Can this problem be considered equally hard as the ordinary discrete logarithm problem? Or is there an easier way to generate such $r, s, t$ from the arbitrary $m$ and $m'$?
If you are willing to additionally require that $r$ is of order $p$ modulo $G$ for a known (large) prime $p$ (this can be guaranteed, e.g., by switching your setting and working in a group $G$ of prime order), it can be shown by a reduction that your problem is at least as hard as the discrete logarithm problem: Assume $\mathcal{A}$ is an algorithm that efficiently solves your problem. You can use $\mathcal{A}$ to compute the discrete logarithm of an element $h$ to the base $g$ as follows: Invoke $\mathcal{A}$ on input $m = g$ and $m' = h$. $\mathcal{A}$ will return $r$, $s$, and $t$ such that $r^s \equiv g$ and $r^t \equiv h$ modulo $G$. Now compute a number $x$ such that $x \cdot s \equiv 1 \pmod{p}$ (this can be done efficiently using the extended euclidean algorithm because $p$ is prime and therefore $s$ and $p$ are coprime). Then, $$g^{x \cdot t} \equiv (r^s)^{x \cdot t} \equiv (r^{x\cdot s})^t \equiv r^t \equiv h \pmod{G}.$$ Hence, $x\cdot t$ is the discrete logarithm of $h$ to the base $g$.

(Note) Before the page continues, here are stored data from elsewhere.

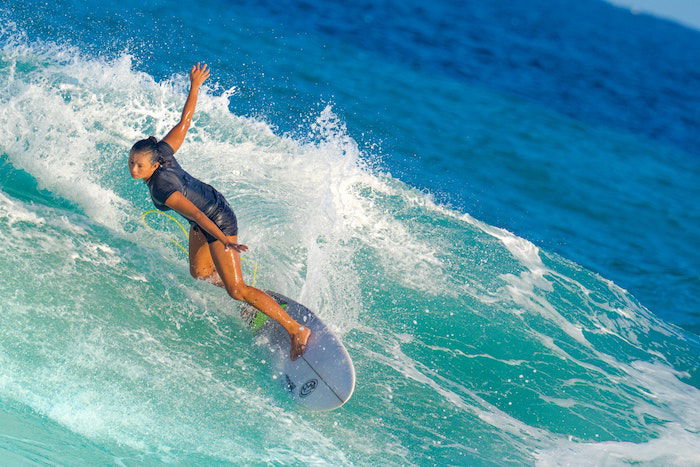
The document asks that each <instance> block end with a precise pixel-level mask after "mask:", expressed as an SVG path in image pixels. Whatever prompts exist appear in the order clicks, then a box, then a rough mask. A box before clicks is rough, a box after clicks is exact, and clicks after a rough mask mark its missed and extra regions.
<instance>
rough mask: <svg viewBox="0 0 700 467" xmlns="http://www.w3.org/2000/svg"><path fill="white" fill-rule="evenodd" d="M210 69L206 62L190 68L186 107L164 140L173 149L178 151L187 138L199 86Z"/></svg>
mask: <svg viewBox="0 0 700 467" xmlns="http://www.w3.org/2000/svg"><path fill="white" fill-rule="evenodd" d="M209 71H210V70H209V69H208V68H207V65H206V63H205V64H204V65H203V66H200V65H199V62H197V64H196V65H194V66H193V67H192V69H191V70H190V93H189V95H188V96H187V101H185V107H184V108H183V109H182V116H181V117H180V123H178V124H177V125H175V126H174V127H173V129H172V130H170V131H169V132H168V134H167V135H165V138H163V141H165V142H166V143H168V144H169V145H170V146H171V147H172V148H173V151H175V152H177V150H178V149H180V146H182V142H183V141H184V140H185V135H186V134H187V130H188V129H189V127H190V122H191V121H192V115H193V114H194V107H195V105H197V96H198V95H199V87H200V86H201V85H202V83H203V82H204V80H205V79H207V78H209Z"/></svg>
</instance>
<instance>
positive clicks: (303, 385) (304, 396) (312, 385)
mask: <svg viewBox="0 0 700 467" xmlns="http://www.w3.org/2000/svg"><path fill="white" fill-rule="evenodd" d="M316 386H318V380H315V379H310V380H308V381H307V382H305V383H304V384H303V385H302V386H301V389H299V396H300V397H306V396H308V395H309V394H311V393H312V392H314V389H316Z"/></svg>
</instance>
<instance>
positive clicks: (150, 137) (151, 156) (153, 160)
mask: <svg viewBox="0 0 700 467" xmlns="http://www.w3.org/2000/svg"><path fill="white" fill-rule="evenodd" d="M131 152H132V153H149V154H150V156H151V164H155V163H156V162H162V160H161V157H160V154H159V153H158V140H157V139H156V137H155V136H149V137H148V138H146V139H142V140H139V141H137V142H136V143H134V145H133V146H131Z"/></svg>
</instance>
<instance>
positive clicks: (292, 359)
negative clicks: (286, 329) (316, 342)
mask: <svg viewBox="0 0 700 467" xmlns="http://www.w3.org/2000/svg"><path fill="white" fill-rule="evenodd" d="M310 336H311V329H309V328H307V327H306V326H302V327H301V328H299V331H298V332H297V333H296V334H292V335H291V338H292V350H291V352H290V353H289V358H291V359H292V360H296V359H297V358H299V357H301V356H302V355H303V354H304V351H305V350H306V343H307V342H308V341H309V337H310Z"/></svg>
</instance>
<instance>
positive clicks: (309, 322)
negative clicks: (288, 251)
mask: <svg viewBox="0 0 700 467" xmlns="http://www.w3.org/2000/svg"><path fill="white" fill-rule="evenodd" d="M265 293H267V294H268V295H270V296H271V297H272V298H274V299H275V300H276V301H277V303H279V304H280V306H281V307H282V308H284V309H285V311H286V312H287V313H288V314H289V315H290V316H291V317H292V318H294V320H295V321H297V322H298V323H300V324H303V325H304V326H308V327H309V328H310V329H311V332H312V334H311V337H310V338H309V342H308V343H307V346H306V351H305V352H304V354H303V355H302V356H301V357H299V358H298V359H296V360H291V359H290V358H289V346H290V339H289V334H287V331H286V330H285V329H284V328H283V327H282V326H281V325H280V324H279V323H277V322H276V321H274V320H272V319H270V318H269V317H268V316H267V315H265V314H264V313H261V312H259V311H258V310H256V309H255V308H253V307H252V306H250V305H248V304H247V303H245V304H243V306H242V307H241V318H242V319H243V322H244V323H245V324H246V326H247V327H248V328H249V329H250V330H251V331H252V332H253V333H254V334H255V336H256V337H257V338H258V341H259V342H262V343H264V344H265V346H266V347H267V348H268V349H269V351H270V353H271V354H272V359H273V372H274V374H273V377H274V378H275V379H277V380H279V381H280V382H281V384H282V386H283V388H284V390H285V391H286V392H287V393H288V394H289V395H290V396H291V397H292V398H293V399H294V400H295V401H296V402H297V403H299V404H301V405H302V406H304V407H306V408H308V409H311V410H333V409H337V408H338V407H340V406H342V405H343V404H345V403H346V402H347V401H348V399H350V396H352V393H353V391H354V389H355V367H354V366H353V364H352V360H351V359H350V355H349V354H348V351H347V350H346V349H345V346H344V345H343V343H342V342H341V341H340V339H339V338H338V337H337V336H336V335H335V334H334V333H333V332H332V331H331V330H330V329H329V328H328V326H326V325H325V324H324V323H323V321H321V320H320V319H319V318H318V316H316V315H315V314H314V312H313V311H311V310H309V309H308V308H306V307H305V306H304V305H302V304H300V303H298V302H295V301H294V300H292V299H290V298H288V297H285V296H284V295H282V294H279V293H276V292H272V291H265Z"/></svg>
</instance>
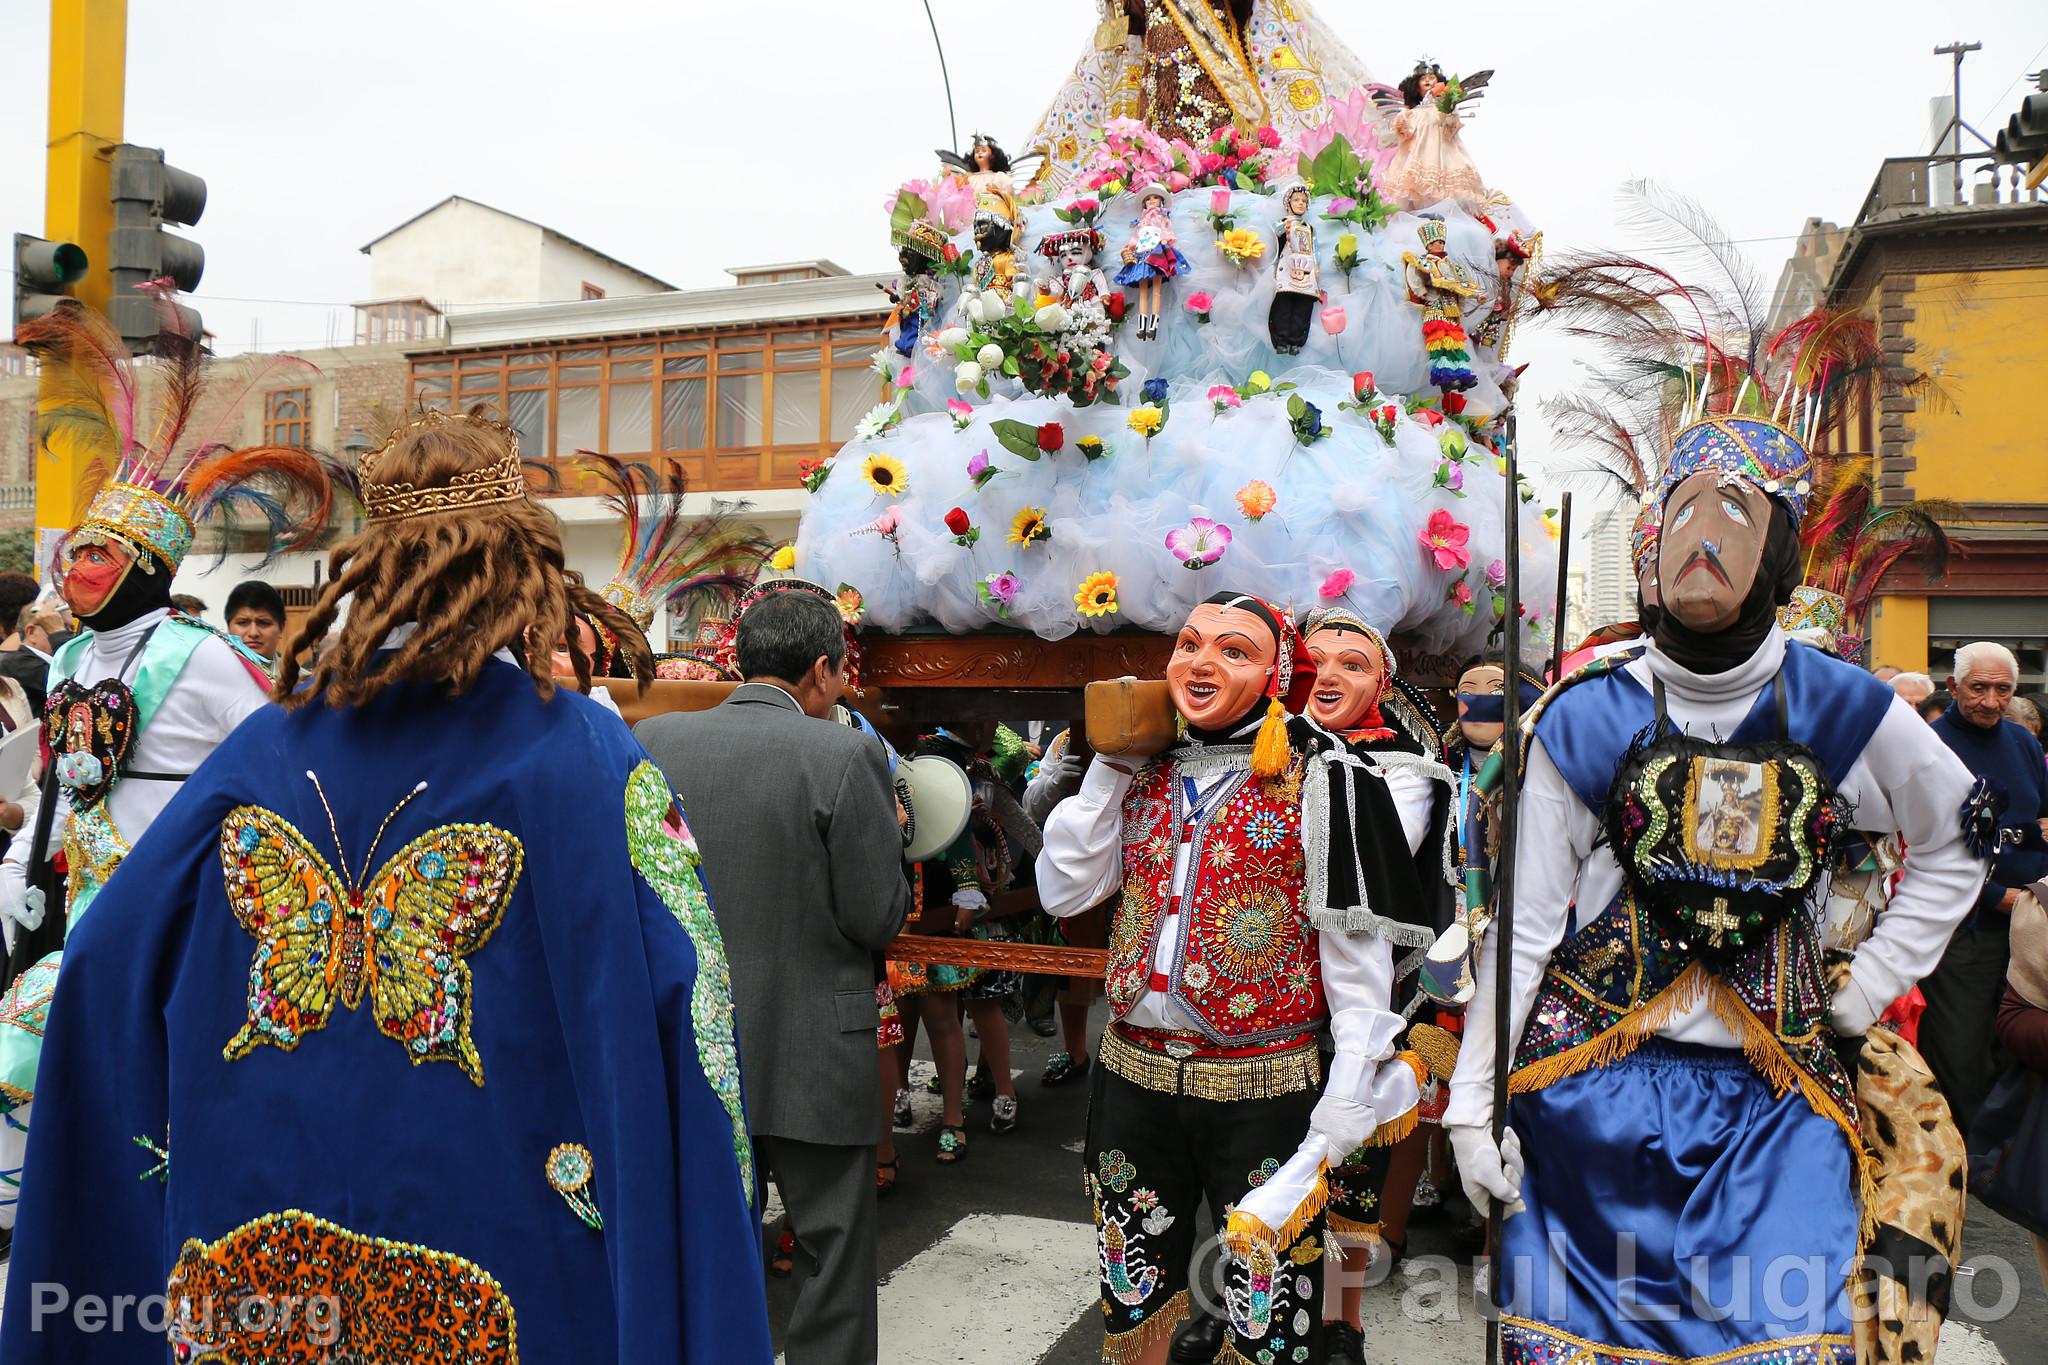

Note that the discrete logarithm problem is at least as hard as your problem since if you can compute discrete logarithms to some base $r$, you can find $s$ and $t$ for given $m$ and $m'$ such that $r^s \equiv m$ and $r^t \equiv m'$ modulo $G$. Hence, the two problems are equally hard under the assumption that $r$ is of order $p$.